Welcome to the forums
First and foremost, there is no such thing as a dumb question. As an old chinese proverb goes “he who asks is a fool but for a moment, he who never asks is a fool forever”
I think a great place for you to start is at the babypips school. They take it one step at a time and, in my opinion, do a great job of teaching the absolute newbie in a very straightforward, down to earth fashion.
In case you did already start and are still lost, the basic answer to your question is as follows:
When you are buying a pair you are in fact hioping to buy it low and sell it high. When you are short selling the pair you are hoping to sell high and buy low. I am not sure how familiar you are with the concept of short selling, though. So, if i confused then sorry.
As you know everything is quoted in pairs. So, let’s take the EUR/USD as an example. If you anticipate the pair to increase in value you are basically speculating that the EUR will appreciate vs. the dollar. If you wanted to act on that point of view, you would essentially have to BUY or go LONG the pair. This means that you are buying the EURO and selling dollars simulataneously.

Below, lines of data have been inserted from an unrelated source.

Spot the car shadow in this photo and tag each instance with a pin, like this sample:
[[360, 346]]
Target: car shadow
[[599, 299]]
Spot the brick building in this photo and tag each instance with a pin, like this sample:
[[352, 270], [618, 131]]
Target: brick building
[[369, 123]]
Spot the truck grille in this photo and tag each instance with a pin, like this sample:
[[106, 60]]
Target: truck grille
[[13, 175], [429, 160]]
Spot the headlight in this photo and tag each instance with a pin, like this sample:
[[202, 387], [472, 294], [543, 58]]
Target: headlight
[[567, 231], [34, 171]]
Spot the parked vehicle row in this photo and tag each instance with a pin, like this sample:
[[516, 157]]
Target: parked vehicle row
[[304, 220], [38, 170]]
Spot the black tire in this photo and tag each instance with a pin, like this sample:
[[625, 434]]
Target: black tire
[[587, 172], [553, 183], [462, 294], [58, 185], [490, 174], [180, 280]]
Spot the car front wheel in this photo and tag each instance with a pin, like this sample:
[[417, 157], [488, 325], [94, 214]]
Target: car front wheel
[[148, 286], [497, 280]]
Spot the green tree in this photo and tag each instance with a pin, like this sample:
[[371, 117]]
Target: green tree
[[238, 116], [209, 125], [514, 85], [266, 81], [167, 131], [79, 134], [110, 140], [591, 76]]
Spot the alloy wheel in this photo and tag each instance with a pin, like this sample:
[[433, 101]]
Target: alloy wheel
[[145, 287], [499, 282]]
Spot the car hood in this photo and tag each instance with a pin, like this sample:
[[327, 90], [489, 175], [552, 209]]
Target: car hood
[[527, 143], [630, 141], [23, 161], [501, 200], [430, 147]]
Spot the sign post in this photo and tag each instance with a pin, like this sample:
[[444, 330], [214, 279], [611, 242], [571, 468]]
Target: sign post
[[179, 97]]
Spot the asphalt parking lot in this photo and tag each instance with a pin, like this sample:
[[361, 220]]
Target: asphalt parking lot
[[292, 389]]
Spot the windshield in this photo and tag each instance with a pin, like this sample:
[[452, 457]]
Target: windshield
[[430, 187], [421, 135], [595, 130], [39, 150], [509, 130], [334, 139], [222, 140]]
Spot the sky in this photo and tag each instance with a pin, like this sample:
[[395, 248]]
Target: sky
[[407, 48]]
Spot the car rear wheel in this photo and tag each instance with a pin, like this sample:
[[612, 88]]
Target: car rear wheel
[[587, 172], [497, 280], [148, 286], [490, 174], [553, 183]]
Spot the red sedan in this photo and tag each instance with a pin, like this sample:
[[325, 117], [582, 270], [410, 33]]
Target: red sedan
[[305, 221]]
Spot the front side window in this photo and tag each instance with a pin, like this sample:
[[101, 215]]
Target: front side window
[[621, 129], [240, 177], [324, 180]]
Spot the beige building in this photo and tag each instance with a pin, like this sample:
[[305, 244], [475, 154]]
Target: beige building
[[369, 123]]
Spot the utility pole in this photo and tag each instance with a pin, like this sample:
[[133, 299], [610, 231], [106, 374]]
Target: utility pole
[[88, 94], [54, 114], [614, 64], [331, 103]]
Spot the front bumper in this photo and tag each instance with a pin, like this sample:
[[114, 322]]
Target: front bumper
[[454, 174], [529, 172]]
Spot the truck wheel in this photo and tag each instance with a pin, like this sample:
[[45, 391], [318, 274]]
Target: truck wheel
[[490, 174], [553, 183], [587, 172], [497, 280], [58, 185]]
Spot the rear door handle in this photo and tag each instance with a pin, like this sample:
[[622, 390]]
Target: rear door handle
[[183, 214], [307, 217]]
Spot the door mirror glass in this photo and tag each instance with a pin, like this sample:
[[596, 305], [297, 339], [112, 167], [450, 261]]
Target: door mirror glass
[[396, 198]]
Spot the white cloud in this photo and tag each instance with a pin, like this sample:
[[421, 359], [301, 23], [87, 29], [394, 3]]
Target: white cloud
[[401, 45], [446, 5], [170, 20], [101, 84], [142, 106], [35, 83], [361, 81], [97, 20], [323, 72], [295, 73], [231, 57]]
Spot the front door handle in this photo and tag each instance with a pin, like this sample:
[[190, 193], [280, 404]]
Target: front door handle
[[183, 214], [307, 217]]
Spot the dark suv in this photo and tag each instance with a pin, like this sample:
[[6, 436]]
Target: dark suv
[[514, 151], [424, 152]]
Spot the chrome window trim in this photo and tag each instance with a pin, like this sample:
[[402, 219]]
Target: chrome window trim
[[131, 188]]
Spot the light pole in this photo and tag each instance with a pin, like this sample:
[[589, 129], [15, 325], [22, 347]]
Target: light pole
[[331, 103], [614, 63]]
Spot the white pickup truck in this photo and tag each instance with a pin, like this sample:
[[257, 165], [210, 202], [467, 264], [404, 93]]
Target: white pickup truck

If, on the other hand, you anticipate the pair to decrease in value, you are speculating that EUR will depreciate vs. the dollar. If you wanted to act on that you would have to SELL or go SHORT the pair. This means you are selling EURO and buying dollars simultaneously. Thinking in terms of the first currency as the basis of decisions helped me out.
Essentially, what you do for the first currency of the pair implies that you are automatically doing the opposite for the second currency in the pair.
If your understanding of this whole thing would be facilitated by thinkning in terms of dollars, then that is fine too. You just have to reverse your thinking if the first pair in the currency is not USD. So if you wanted to trade exclusively the EUR/USD and wanted to try and capitalize on an appreciating dollar, then you have to consider shorting (selling) the pair.